I am doing my best to make Suora proud of me — but there is so much to learn! Each herb, fruit, flower and root has its own usefulness and danger. Suora says that no one shall ever know everything about God’s creation. But, she says, I must at least know enough to tell verbena from mandrake. That is, I must know enough not to kill someone. How I am glad for Suora’s humor (such as it is!) for each time I begin to despair that I will never be of any use in the dispensary, Suora makes me laugh. Oh, Caterina, how I do want to be of use someday.
My heart aches to know that you shiver at night. I am lucky to sleep on a pallet by the fire. My father once said that a benefit of being an apothecary is that there is always a brewing fire nearby to warm you.
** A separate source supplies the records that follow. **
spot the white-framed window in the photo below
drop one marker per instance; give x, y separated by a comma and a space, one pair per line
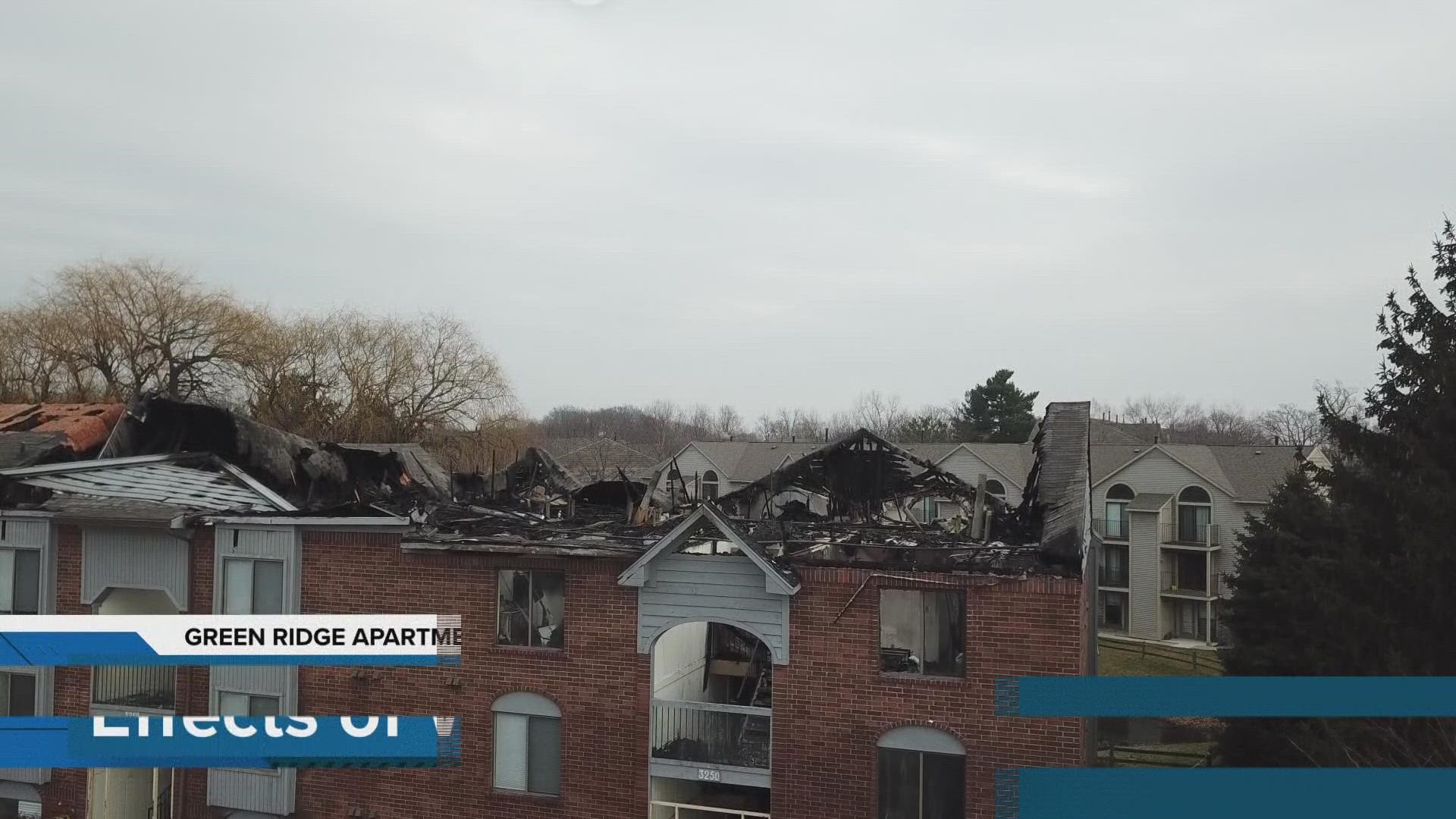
234, 704
1194, 515
532, 608
253, 586
922, 632
18, 694
528, 744
19, 580
1114, 523
922, 774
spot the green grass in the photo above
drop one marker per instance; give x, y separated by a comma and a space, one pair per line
1117, 662
1130, 758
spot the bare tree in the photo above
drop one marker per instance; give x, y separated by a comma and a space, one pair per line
351, 376
140, 325
728, 423
791, 425
881, 414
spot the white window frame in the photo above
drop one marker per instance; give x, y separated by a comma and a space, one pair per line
253, 583
8, 576
530, 707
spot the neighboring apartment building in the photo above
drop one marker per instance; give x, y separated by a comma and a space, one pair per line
1168, 516
756, 668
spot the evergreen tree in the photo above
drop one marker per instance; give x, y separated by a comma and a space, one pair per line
1353, 570
996, 411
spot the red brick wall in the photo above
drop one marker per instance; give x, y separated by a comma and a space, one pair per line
599, 681
66, 793
832, 703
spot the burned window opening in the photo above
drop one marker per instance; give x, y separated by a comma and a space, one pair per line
532, 608
922, 632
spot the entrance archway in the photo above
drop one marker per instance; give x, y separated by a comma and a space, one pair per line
711, 729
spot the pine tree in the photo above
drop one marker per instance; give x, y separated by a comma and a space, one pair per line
1353, 570
996, 411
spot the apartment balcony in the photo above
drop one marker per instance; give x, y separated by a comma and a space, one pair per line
1111, 577
1184, 535
1111, 528
710, 733
134, 687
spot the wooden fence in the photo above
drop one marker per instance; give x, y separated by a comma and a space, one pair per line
1197, 657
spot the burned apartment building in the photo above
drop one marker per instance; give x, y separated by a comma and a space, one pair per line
727, 659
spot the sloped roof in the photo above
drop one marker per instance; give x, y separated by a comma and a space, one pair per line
1104, 431
856, 472
24, 449
1247, 472
184, 483
85, 426
746, 461
780, 579
590, 461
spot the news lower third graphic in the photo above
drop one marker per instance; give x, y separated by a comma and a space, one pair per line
1218, 793
231, 640
231, 742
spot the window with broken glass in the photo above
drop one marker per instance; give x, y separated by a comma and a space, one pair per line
532, 610
915, 784
922, 632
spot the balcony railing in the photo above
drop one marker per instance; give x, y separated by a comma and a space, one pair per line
1187, 534
136, 687
680, 811
711, 733
1114, 576
1111, 528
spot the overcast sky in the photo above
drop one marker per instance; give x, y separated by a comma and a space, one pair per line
764, 203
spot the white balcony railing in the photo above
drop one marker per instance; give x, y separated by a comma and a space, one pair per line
680, 811
711, 733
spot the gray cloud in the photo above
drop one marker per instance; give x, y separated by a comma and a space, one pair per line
764, 203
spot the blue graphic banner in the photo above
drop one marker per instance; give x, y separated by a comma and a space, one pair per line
231, 640
229, 742
1219, 793
1226, 697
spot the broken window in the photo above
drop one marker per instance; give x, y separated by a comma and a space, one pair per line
19, 580
17, 694
532, 608
922, 774
922, 632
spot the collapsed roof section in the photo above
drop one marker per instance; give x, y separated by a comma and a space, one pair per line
309, 474
592, 471
859, 474
150, 487
50, 433
1057, 506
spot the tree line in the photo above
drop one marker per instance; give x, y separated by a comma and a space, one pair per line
995, 411
109, 331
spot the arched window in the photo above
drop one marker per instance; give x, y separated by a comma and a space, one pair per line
528, 744
1194, 515
922, 774
1114, 522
But, oh, how Suora snores! Like a boar in his den! I wish with all my heart that we were together again, Caterina, whispering to each other and laughing when we should be sleeping. I miss the sound of your voice and the smell of lavender that fills our cell.
We must be patient, for we will see each other again, soon. To help pass the time, I have drawn a labyrinth for you. I dare you to solve it before I see you again. The winner shall do the other’s chores for a week. (As long as we are not found out!) Please accept the challenge, Caterina. It will give me great joy knowing that I vanquished your loneliness, even for just a little while. Know that I miss you as you miss me. I will give Aede a convent cake to sneak back to you. Suora treats me from time to time, but I will enjoy it more knowing that you and Aede will share it instead. I pray it will make Suora Bruna’s “porridge” easier to swallow.
Be strong, Caterina. Perish not, for without my dearest friend, life would be lost for me, too. Listen for my words each night, Caterina. I will speak them as if you were next to me. They will calm you, for they will be filled with love.